People who are working for a company that has health insurance can choose to extend their health coverage under a program called COBRA for 18 months after they quit their job. This gives them a chance to get established in their new job and to look for an insurance plan that will cover them. It will, also, continue to cover pre-existing conditions.

There are individual health plans that will cover you and your family. The best type of plan is one that has many different benefits, that will meet your needs cost wise and that will cover existing medical conditions. If you can afford it, choose a plan that will, also, cover your assets. Medical emergencies are the cause of most bankruptcies in the United States.

Any existing medical problem that you have will continue to be covered under COBRA for the eighteen month period. Search around until you can find a company that will simply continue your policy if you don’t allow the coverage to lapse. If you do, you may be refused health insurance by all of the different companies.

In spite of the tremendous cost of individual plans, there is one bright spot. Everything you pay towards the insurance can be deducted from your income taxes. In this way you actually recuperate everything that you pay. Big businesses do this and now self employed people can, too.

It is very hard to find self employed health insurance at a reasonable price no matter what state you live in. If someone in the family has a health problem, it becomes even more difficult. The best way to find the best deal is by comparing policies and prices from many different companies.

With self employed medical coverage you can get health coverage for your family. With a small business employee health insurance plan you can get coverage for your employees as well as your family.
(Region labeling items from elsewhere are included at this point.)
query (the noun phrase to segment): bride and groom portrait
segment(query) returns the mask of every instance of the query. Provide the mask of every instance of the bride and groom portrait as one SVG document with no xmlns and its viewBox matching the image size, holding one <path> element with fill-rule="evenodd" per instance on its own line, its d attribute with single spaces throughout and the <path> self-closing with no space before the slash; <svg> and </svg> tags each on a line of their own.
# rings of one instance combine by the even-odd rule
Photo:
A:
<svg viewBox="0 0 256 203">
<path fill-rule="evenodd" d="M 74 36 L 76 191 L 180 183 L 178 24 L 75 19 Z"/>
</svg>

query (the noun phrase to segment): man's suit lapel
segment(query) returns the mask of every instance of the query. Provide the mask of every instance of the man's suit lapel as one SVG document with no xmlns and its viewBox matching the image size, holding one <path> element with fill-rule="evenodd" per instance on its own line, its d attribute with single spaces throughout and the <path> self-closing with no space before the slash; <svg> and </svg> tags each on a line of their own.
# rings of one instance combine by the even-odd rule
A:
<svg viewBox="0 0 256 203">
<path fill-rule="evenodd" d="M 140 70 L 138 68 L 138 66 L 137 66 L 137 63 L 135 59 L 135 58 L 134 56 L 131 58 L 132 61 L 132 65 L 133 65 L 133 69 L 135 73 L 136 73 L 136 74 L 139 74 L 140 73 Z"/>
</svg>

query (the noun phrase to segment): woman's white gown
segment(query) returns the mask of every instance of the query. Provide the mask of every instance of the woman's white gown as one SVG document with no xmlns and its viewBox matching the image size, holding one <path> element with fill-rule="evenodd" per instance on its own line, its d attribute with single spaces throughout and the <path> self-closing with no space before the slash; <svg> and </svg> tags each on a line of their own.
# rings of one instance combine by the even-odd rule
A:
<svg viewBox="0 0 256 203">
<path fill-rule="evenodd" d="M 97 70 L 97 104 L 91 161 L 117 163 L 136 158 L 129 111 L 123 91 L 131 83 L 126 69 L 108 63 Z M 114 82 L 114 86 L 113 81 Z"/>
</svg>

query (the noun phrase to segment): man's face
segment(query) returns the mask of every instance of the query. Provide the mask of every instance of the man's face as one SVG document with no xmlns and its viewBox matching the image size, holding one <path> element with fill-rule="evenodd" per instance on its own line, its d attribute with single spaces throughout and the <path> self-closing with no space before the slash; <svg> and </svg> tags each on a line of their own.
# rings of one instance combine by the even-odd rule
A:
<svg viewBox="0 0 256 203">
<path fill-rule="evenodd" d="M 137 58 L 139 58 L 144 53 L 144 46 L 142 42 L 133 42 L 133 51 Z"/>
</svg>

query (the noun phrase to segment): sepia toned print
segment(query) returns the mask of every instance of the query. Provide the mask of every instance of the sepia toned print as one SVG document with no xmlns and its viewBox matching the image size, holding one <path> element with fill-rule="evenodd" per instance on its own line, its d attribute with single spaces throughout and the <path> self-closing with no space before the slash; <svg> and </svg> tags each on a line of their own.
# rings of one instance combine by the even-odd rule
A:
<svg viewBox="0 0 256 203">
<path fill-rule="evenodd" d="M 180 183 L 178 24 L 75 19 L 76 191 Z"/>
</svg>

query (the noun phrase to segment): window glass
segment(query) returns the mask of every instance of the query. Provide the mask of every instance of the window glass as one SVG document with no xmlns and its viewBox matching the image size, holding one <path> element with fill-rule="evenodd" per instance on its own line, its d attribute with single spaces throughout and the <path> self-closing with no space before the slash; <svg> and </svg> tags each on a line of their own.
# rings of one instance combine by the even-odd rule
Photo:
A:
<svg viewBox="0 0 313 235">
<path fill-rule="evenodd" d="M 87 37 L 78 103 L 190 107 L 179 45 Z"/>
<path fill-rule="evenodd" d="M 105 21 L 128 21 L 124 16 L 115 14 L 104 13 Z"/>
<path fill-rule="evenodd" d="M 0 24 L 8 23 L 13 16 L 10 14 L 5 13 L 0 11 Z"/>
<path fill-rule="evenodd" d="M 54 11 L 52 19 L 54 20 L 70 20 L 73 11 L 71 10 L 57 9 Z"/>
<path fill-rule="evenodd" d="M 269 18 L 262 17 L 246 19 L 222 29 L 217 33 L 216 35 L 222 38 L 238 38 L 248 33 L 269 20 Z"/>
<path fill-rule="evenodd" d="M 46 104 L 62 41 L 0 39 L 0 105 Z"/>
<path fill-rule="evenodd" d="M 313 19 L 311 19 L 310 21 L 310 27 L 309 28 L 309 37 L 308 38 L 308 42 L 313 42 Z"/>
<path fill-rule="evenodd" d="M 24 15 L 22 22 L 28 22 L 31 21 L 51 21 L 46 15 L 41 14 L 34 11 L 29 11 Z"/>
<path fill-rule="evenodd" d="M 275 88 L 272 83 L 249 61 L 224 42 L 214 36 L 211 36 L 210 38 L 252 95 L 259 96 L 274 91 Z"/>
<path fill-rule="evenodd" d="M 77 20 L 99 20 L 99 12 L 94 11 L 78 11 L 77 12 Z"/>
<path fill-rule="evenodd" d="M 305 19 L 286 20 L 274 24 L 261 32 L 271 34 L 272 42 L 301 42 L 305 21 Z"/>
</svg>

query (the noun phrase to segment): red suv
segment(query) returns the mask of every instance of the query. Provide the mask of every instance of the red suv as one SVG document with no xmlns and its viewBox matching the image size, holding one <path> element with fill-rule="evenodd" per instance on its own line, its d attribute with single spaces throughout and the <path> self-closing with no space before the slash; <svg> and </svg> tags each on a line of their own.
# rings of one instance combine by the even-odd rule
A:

Group Medical Insurance Plans – Coverage Many Employers Offer

Friday, April 23rd, 2010

Group medical insurance plans are used by a lot of companies to insure their workers for medical coverage. The plans offer better premium rates mainly because the insurance policy providers can administer the coverage easier than private plans.

The insurance companies are also taking in more in insurance premiums so they can accept more of the risk of paying out medical claims. This does not mean that the system has not changed a lot in the past ten years.
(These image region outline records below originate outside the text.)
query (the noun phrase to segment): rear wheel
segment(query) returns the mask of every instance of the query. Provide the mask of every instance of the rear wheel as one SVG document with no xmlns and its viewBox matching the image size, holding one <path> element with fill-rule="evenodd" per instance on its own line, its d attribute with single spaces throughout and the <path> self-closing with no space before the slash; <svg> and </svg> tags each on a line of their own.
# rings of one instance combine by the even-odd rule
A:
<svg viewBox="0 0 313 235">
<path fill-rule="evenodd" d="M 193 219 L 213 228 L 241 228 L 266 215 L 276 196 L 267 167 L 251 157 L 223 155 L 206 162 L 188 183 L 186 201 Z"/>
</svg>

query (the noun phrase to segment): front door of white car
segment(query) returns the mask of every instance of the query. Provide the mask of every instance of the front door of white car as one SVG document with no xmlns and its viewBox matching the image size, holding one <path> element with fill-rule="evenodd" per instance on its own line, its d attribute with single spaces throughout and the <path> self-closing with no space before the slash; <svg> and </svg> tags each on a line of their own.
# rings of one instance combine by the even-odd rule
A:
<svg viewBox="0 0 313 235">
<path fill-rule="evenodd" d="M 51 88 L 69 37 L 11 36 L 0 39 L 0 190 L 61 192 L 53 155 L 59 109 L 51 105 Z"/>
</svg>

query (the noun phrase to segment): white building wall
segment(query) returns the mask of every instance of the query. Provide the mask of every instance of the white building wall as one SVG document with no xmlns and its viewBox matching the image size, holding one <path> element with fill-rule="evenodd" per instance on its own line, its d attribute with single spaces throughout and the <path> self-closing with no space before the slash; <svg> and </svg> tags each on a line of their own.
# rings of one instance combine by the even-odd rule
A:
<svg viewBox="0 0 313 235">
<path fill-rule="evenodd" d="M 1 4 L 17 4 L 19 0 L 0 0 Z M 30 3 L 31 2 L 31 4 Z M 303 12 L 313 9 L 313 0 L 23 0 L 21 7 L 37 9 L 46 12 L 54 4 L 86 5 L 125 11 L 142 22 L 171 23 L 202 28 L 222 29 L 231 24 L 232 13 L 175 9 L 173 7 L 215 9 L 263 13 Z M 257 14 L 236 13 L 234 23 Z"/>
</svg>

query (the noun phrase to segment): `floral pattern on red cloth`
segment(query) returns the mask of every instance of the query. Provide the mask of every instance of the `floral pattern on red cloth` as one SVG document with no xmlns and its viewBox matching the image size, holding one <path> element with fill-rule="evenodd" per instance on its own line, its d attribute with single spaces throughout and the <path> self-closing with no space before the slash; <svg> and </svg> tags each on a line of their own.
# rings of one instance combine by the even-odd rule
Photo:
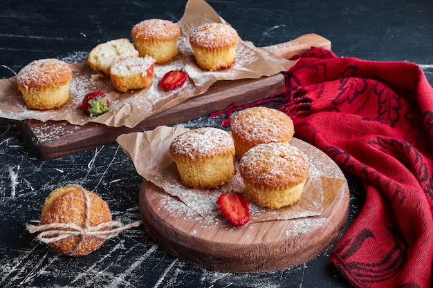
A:
<svg viewBox="0 0 433 288">
<path fill-rule="evenodd" d="M 431 287 L 432 86 L 412 63 L 319 48 L 296 58 L 284 90 L 248 106 L 276 101 L 297 137 L 361 179 L 365 204 L 330 261 L 354 287 Z"/>
</svg>

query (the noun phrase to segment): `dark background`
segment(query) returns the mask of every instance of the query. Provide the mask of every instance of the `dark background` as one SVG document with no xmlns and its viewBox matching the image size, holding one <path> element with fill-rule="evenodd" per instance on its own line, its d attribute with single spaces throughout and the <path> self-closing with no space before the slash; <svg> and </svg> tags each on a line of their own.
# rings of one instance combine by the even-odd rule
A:
<svg viewBox="0 0 433 288">
<path fill-rule="evenodd" d="M 403 0 L 209 1 L 244 40 L 257 46 L 311 32 L 329 39 L 340 57 L 414 62 L 433 83 L 433 1 Z M 129 38 L 149 18 L 177 21 L 186 1 L 3 1 L 0 3 L 0 78 L 13 77 L 33 60 L 86 59 L 98 44 Z M 219 126 L 208 117 L 183 124 Z M 142 227 L 108 240 L 80 258 L 61 256 L 25 230 L 39 219 L 50 191 L 80 184 L 105 200 L 114 220 L 140 220 L 141 176 L 117 144 L 50 162 L 37 160 L 12 120 L 0 119 L 0 286 L 108 287 L 334 287 L 348 285 L 322 255 L 295 267 L 258 274 L 210 271 L 175 258 Z M 347 175 L 348 225 L 363 193 Z"/>
</svg>

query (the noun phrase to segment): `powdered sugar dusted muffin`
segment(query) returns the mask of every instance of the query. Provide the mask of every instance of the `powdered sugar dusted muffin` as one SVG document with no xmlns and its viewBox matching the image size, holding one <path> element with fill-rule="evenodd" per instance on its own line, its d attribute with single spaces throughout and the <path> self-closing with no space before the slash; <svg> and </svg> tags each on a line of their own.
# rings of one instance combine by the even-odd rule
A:
<svg viewBox="0 0 433 288">
<path fill-rule="evenodd" d="M 88 195 L 88 211 L 86 209 L 86 199 L 83 193 Z M 105 201 L 78 185 L 69 185 L 53 190 L 42 206 L 41 224 L 43 225 L 64 224 L 82 227 L 86 220 L 90 227 L 108 222 L 111 221 L 111 212 Z M 109 229 L 101 228 L 99 231 Z M 66 227 L 56 229 L 71 231 Z M 104 242 L 104 238 L 77 236 L 58 240 L 50 242 L 49 245 L 59 253 L 77 257 L 98 250 Z"/>
<path fill-rule="evenodd" d="M 191 32 L 190 44 L 201 69 L 216 71 L 233 66 L 239 35 L 234 28 L 221 23 L 207 23 Z"/>
<path fill-rule="evenodd" d="M 55 59 L 35 60 L 17 75 L 18 88 L 30 109 L 59 108 L 69 99 L 72 70 L 66 63 Z"/>
<path fill-rule="evenodd" d="M 98 44 L 90 51 L 88 59 L 93 69 L 109 75 L 115 62 L 131 56 L 138 56 L 138 51 L 129 39 L 122 38 Z"/>
<path fill-rule="evenodd" d="M 230 121 L 236 155 L 261 143 L 288 142 L 295 133 L 293 122 L 286 113 L 268 107 L 251 107 L 238 112 Z"/>
<path fill-rule="evenodd" d="M 181 29 L 176 23 L 158 19 L 142 21 L 131 30 L 140 56 L 149 55 L 158 64 L 168 62 L 177 55 L 180 36 Z"/>
<path fill-rule="evenodd" d="M 233 177 L 234 144 L 221 129 L 202 127 L 177 136 L 169 146 L 182 182 L 194 188 L 212 188 Z"/>
<path fill-rule="evenodd" d="M 245 192 L 255 203 L 279 209 L 301 198 L 310 169 L 308 157 L 287 143 L 267 143 L 248 150 L 239 162 Z"/>
<path fill-rule="evenodd" d="M 130 57 L 113 64 L 110 78 L 118 91 L 141 89 L 151 84 L 154 67 L 155 59 L 151 57 Z"/>
</svg>

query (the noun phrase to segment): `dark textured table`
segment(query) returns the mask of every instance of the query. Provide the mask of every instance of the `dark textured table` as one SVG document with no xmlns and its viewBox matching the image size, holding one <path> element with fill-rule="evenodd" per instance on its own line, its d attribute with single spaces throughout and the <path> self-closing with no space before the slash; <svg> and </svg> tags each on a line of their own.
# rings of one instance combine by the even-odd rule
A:
<svg viewBox="0 0 433 288">
<path fill-rule="evenodd" d="M 341 57 L 415 62 L 433 83 L 433 2 L 430 0 L 209 1 L 212 8 L 257 46 L 314 32 L 331 40 Z M 355 1 L 353 1 L 355 2 Z M 33 60 L 86 59 L 98 44 L 129 37 L 148 18 L 177 21 L 185 1 L 3 1 L 0 3 L 0 78 L 14 76 Z M 219 126 L 208 117 L 182 124 Z M 73 258 L 41 244 L 25 229 L 39 219 L 45 197 L 80 184 L 105 200 L 115 220 L 140 220 L 142 180 L 116 144 L 50 162 L 37 160 L 13 121 L 0 119 L 0 286 L 3 287 L 333 287 L 347 283 L 329 263 L 332 247 L 297 267 L 257 274 L 207 270 L 174 258 L 142 227 L 122 232 L 97 252 Z M 359 181 L 347 175 L 348 225 L 362 208 Z"/>
</svg>

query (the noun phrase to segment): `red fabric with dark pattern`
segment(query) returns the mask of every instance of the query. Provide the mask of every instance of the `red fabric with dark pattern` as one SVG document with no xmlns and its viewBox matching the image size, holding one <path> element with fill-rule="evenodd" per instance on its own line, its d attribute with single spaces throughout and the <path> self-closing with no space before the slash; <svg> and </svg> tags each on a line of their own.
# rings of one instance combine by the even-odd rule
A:
<svg viewBox="0 0 433 288">
<path fill-rule="evenodd" d="M 433 88 L 414 64 L 298 58 L 282 95 L 254 104 L 278 101 L 297 137 L 362 180 L 365 204 L 331 262 L 354 287 L 431 287 Z"/>
</svg>

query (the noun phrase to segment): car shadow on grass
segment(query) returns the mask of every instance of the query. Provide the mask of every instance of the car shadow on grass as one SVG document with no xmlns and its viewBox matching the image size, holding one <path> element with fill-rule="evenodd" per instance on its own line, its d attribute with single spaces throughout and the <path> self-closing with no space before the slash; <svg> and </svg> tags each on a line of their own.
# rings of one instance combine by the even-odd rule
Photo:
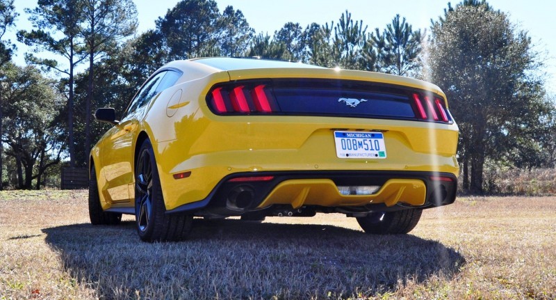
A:
<svg viewBox="0 0 556 300">
<path fill-rule="evenodd" d="M 141 242 L 131 221 L 44 229 L 70 274 L 101 299 L 285 299 L 373 295 L 432 276 L 464 257 L 411 235 L 327 225 L 195 219 L 182 242 Z"/>
</svg>

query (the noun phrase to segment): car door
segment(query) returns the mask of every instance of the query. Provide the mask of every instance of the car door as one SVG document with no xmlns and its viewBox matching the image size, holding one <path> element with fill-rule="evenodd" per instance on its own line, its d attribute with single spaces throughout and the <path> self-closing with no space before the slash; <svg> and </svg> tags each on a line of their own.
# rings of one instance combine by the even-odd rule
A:
<svg viewBox="0 0 556 300">
<path fill-rule="evenodd" d="M 106 178 L 106 186 L 101 191 L 104 198 L 113 203 L 129 203 L 134 198 L 133 143 L 139 134 L 146 104 L 158 94 L 157 88 L 167 72 L 156 73 L 143 84 L 120 123 L 112 127 L 104 139 L 100 171 Z"/>
</svg>

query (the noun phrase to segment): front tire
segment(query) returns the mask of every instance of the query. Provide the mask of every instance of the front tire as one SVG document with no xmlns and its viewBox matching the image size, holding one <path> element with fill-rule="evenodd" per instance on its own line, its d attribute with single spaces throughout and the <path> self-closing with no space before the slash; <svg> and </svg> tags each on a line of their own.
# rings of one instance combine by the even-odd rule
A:
<svg viewBox="0 0 556 300">
<path fill-rule="evenodd" d="M 387 212 L 371 212 L 357 222 L 366 233 L 400 235 L 411 231 L 421 218 L 423 210 L 409 209 Z"/>
<path fill-rule="evenodd" d="M 89 176 L 89 219 L 92 225 L 117 225 L 122 221 L 122 214 L 105 212 L 102 210 L 95 165 L 91 166 Z"/>
<path fill-rule="evenodd" d="M 166 214 L 154 152 L 148 139 L 139 150 L 135 174 L 135 215 L 139 237 L 145 242 L 185 239 L 193 217 Z"/>
</svg>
But the times are changing even for the group insurance plans. This is mainly due to the rise in health care costs. The insurance companies are passing down the extra expense to the insured through higher premiums.

With the companies having a drop in their profits from lower sales they are not paying the higher premiums but instead passing on the increase to their employees.

Many companies are requiring employees to pay the total premium for family members their workers want to add to their coverage. And many companies are increasing the amount the worker has to pay from their pay check to cover the insurance plan.

Some people stay with their company not so much because they like working at the job but because they need to medical coverage. Even if the company raises their payroll contributions they have to stay because of their medical condition or because they do not want their family to go without insurance.

However you can still find those brave souls who venture out on their own. They start their own company. For them if they have a company of two to fifty employees they can look at a small group plan. These days the group insurance plans are on a lot of people’s minds for a lot of different reasons.

Get group health insurance rates online, where you can get instantly get free group health insurance quotes which lets you compare your coverage options. By offering group health insurance coverage to your employees, you give them a benefit they highly desire.